Nomos base-layer utilizes a libp2p publish/subscribe implementation to handle message passing between nodes in the network.
All base-layer nodes MUST be assigned to a data availability `pubsub-topic`.
Node configuations SHOULD define a `pubsub-topic` that is shared by all data availiability nodes:
```rs
pubsub-topic = 'DA_TOPIC';
```
#### Sending Data
Zones are responisble for creating data chunks that need to be stored on the blockchain.

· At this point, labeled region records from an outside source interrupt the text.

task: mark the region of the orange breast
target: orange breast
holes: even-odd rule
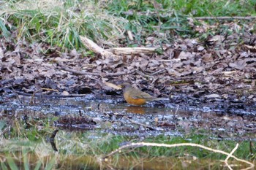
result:
[[[128,93],[124,93],[124,97],[125,101],[130,104],[133,105],[143,105],[146,103],[144,98],[133,98]]]

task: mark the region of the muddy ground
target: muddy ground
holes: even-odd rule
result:
[[[214,26],[202,23],[194,29],[208,35],[204,38],[176,35],[170,43],[160,44],[158,40],[168,33],[159,34],[145,37],[146,45],[140,45],[159,47],[159,53],[121,55],[117,61],[97,54],[85,56],[86,50],[60,53],[58,47],[43,42],[17,41],[14,32],[11,38],[0,39],[1,102],[17,94],[31,96],[34,92],[36,96],[80,96],[123,102],[118,101],[121,91],[103,82],[128,82],[155,96],[170,98],[170,103],[157,103],[157,107],[179,105],[231,115],[255,115],[253,26],[238,22]],[[222,26],[229,31],[219,29]],[[206,34],[209,30],[211,34]]]

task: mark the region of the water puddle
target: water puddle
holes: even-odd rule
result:
[[[236,156],[255,161],[256,118],[250,114],[82,98],[22,97],[2,103],[0,110],[2,169],[228,169],[220,161],[225,155],[191,147],[131,147],[102,158],[141,142],[198,143],[227,152],[238,142]],[[234,160],[230,163],[233,169],[248,167]]]

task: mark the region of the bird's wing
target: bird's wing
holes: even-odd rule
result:
[[[140,93],[137,93],[135,95],[133,95],[132,98],[134,99],[138,99],[138,98],[154,98],[154,97],[152,96],[151,96],[150,94],[145,93],[145,92],[140,92],[140,91],[138,91]]]

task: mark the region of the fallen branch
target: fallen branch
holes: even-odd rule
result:
[[[152,54],[156,51],[156,47],[119,47],[108,50],[116,55],[132,55],[132,54]]]
[[[105,58],[108,58],[108,57],[113,55],[113,54],[112,53],[100,47],[99,45],[97,45],[96,43],[94,43],[93,41],[91,41],[89,38],[87,38],[86,36],[80,36],[80,39],[81,39],[83,44],[88,49],[89,49],[90,50],[92,50],[95,53],[100,54]]]
[[[246,163],[248,165],[249,165],[249,167],[247,167],[246,169],[244,169],[243,170],[247,170],[247,169],[252,169],[255,167],[255,165],[246,160],[243,160],[243,159],[240,159],[238,158],[237,157],[233,155],[232,154],[235,152],[235,150],[237,149],[236,147],[238,147],[238,144],[237,144],[237,147],[236,147],[230,153],[226,152],[225,151],[222,150],[214,150],[208,147],[205,147],[203,145],[201,144],[193,144],[193,143],[182,143],[182,144],[157,144],[157,143],[148,143],[148,142],[138,142],[138,143],[130,143],[124,146],[120,147],[119,148],[116,149],[114,151],[112,151],[110,153],[108,154],[107,155],[105,155],[105,157],[102,158],[102,161],[105,160],[105,158],[114,155],[116,152],[121,152],[122,150],[126,149],[126,148],[129,148],[129,147],[200,147],[202,149],[204,150],[207,150],[209,151],[212,151],[214,152],[218,152],[218,153],[221,153],[223,155],[227,155],[227,158],[225,160],[225,162],[227,163],[227,160],[229,158],[233,158],[234,159],[236,159],[238,161],[240,162],[243,162],[243,163]]]
[[[136,124],[136,125],[142,125],[143,126],[144,128],[148,128],[149,130],[151,130],[151,131],[156,131],[156,129],[151,126],[149,126],[149,125],[144,125],[143,123],[138,123],[138,122],[135,122],[135,121],[133,121],[132,120],[128,118],[127,117],[124,116],[124,118],[128,120],[129,121],[130,121],[131,123],[134,123],[134,124]]]
[[[173,12],[169,12],[167,15],[159,15],[159,12],[134,12],[133,11],[128,11],[128,12],[122,12],[124,15],[133,15],[135,13],[136,15],[139,16],[155,16],[155,17],[160,17],[160,18],[173,18]],[[190,19],[195,19],[195,20],[253,20],[256,19],[256,16],[247,16],[247,17],[241,17],[241,16],[235,16],[235,17],[229,17],[229,16],[224,16],[224,17],[194,17],[194,18],[187,18],[188,20]]]
[[[59,63],[59,66],[61,67],[62,70],[74,73],[78,75],[92,75],[92,76],[99,76],[99,77],[116,77],[116,76],[122,76],[129,74],[133,74],[135,72],[135,71],[128,71],[128,72],[116,72],[116,73],[99,73],[99,72],[84,72],[84,71],[78,71],[75,69],[72,69],[69,68],[67,68],[64,66],[62,66],[61,64]]]

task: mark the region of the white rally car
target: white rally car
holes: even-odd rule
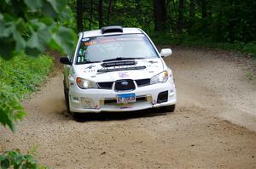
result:
[[[133,111],[163,107],[174,111],[176,87],[157,48],[139,28],[107,26],[79,34],[76,48],[64,64],[68,112]]]

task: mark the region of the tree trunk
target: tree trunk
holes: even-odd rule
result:
[[[194,25],[195,8],[195,0],[190,0],[190,3],[189,3],[189,30],[192,29],[193,25]]]
[[[166,28],[166,0],[154,0],[154,31],[163,31]]]
[[[78,31],[83,31],[83,4],[82,0],[77,0],[77,29]]]
[[[103,12],[102,12],[102,0],[99,0],[98,14],[99,14],[99,29],[103,26]]]
[[[205,19],[207,17],[207,0],[201,0],[201,18]]]
[[[92,16],[93,16],[93,0],[90,0],[90,22],[89,22],[89,29],[90,30],[91,30]]]
[[[178,18],[177,18],[177,33],[181,33],[184,27],[184,0],[179,0],[178,3]]]
[[[112,0],[108,0],[108,18],[107,18],[108,25],[109,25],[111,5],[112,5]]]

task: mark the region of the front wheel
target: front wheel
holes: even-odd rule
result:
[[[166,112],[173,112],[175,110],[175,104],[165,106],[162,109]]]
[[[67,112],[69,115],[72,115],[70,112],[70,108],[69,108],[69,97],[68,97],[68,88],[67,88],[67,85],[65,81],[63,81],[63,86],[64,86],[64,96],[65,96],[65,104],[67,108]]]

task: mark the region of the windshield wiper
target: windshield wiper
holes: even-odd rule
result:
[[[139,58],[125,58],[125,57],[118,57],[114,59],[104,59],[102,62],[108,62],[108,61],[114,61],[114,60],[124,60],[124,59],[143,59],[144,58],[139,57]]]
[[[82,64],[93,64],[93,63],[99,63],[101,61],[84,61],[84,62],[80,62],[80,63],[77,63],[77,65],[82,65]]]

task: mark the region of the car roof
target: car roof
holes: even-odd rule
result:
[[[83,33],[84,37],[100,37],[100,36],[109,36],[109,35],[119,35],[119,34],[131,34],[131,33],[143,33],[142,30],[134,27],[124,27],[123,32],[111,32],[111,33],[102,33],[101,30],[93,30],[88,31],[80,32]]]

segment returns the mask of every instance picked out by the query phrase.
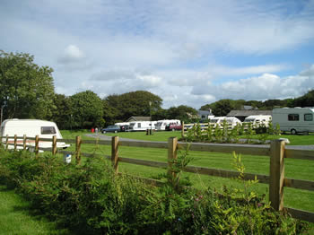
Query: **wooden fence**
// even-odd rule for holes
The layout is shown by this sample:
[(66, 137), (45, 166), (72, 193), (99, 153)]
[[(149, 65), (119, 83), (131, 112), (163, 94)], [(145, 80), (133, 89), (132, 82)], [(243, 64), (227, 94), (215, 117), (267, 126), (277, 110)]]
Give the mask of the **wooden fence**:
[[(111, 145), (111, 156), (105, 156), (108, 160), (112, 161), (112, 166), (115, 169), (115, 172), (118, 173), (118, 163), (126, 162), (142, 166), (149, 166), (154, 168), (168, 169), (169, 173), (171, 172), (171, 162), (177, 159), (178, 149), (186, 149), (188, 147), (187, 143), (179, 143), (176, 137), (170, 138), (167, 142), (143, 142), (143, 141), (120, 141), (118, 136), (112, 137), (111, 140), (82, 140), (80, 136), (76, 136), (75, 140), (72, 139), (57, 139), (54, 136), (52, 139), (47, 138), (35, 138), (14, 136), (5, 136), (1, 137), (4, 144), (4, 148), (8, 149), (8, 145), (13, 145), (13, 149), (16, 150), (18, 147), (26, 150), (29, 144), (27, 144), (27, 140), (34, 140), (35, 154), (38, 156), (39, 150), (51, 151), (52, 154), (63, 153), (63, 154), (73, 154), (75, 156), (75, 161), (80, 164), (81, 156), (92, 156), (93, 154), (81, 152), (81, 145), (83, 144), (105, 144)], [(9, 140), (13, 140), (11, 144)], [(18, 144), (18, 139), (22, 139), (22, 144)], [(51, 143), (51, 148), (43, 149), (39, 147), (39, 141), (48, 141)], [(57, 142), (72, 143), (75, 144), (75, 152), (69, 152), (64, 150), (57, 149)], [(153, 161), (146, 160), (137, 160), (130, 159), (126, 157), (118, 156), (119, 146), (132, 146), (132, 147), (148, 147), (148, 148), (162, 148), (168, 149), (168, 163)], [(284, 141), (274, 140), (271, 142), (269, 146), (261, 145), (241, 145), (241, 144), (191, 144), (189, 146), (190, 151), (201, 151), (209, 152), (226, 152), (231, 153), (235, 152), (240, 154), (249, 154), (254, 156), (269, 156), (270, 157), (270, 175), (260, 175), (245, 173), (245, 179), (258, 179), (260, 183), (266, 183), (269, 185), (269, 201), (271, 205), (277, 211), (282, 211), (283, 209), (287, 210), (292, 217), (314, 222), (314, 213), (301, 211), (293, 208), (283, 207), (283, 187), (292, 187), (299, 189), (305, 189), (313, 191), (314, 190), (314, 181), (302, 180), (289, 178), (284, 177), (284, 159), (292, 158), (298, 160), (310, 160), (314, 161), (314, 151), (310, 150), (295, 150), (295, 149), (286, 149)], [(222, 178), (237, 178), (239, 172), (225, 170), (209, 169), (204, 167), (195, 167), (188, 166), (184, 169), (186, 172), (192, 172), (208, 176), (215, 176)], [(148, 182), (154, 183), (158, 185), (158, 181), (153, 179), (146, 179)]]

The data SHOULD be sent to provider nodes.
#### Encoding and Verification
Nomos protocol allows nodes within a zone to encode data chucks using Reed Solomon and KGZ commitments.
Data chunks are divided into a finite field element,
a two-dimensional array also known as a matrices,
where data is organized into rows and columns.
For example: a matrix represented as $Data_{}$ for block data divided into chunks,
which is represented as ${ \Large c_{jk} }$:
$${ \Large Data = \begin{bmatrix} c_{11} & c_{12} & c_{13} & c_{...} & c_{1k} \cr c_{21} & c_{22} & c_{23} & c_{...} & c_{2k} \cr c_{31} & c_{32} & c_{33} & c_{...} & c_{3k} \cr c_{...} & c_{...} & c_{...} & c_{...} & c_{...} \cr c_{j1} & c_{j2} & c_{j3} & c_{...} & c_{jk} \end{bmatrix}}$$
Each row is a chunk of data and each column is considered a piece.
So there are ${ \Large k_{} }$ data pieces which include ${ \Large j_{} }$ data chucks.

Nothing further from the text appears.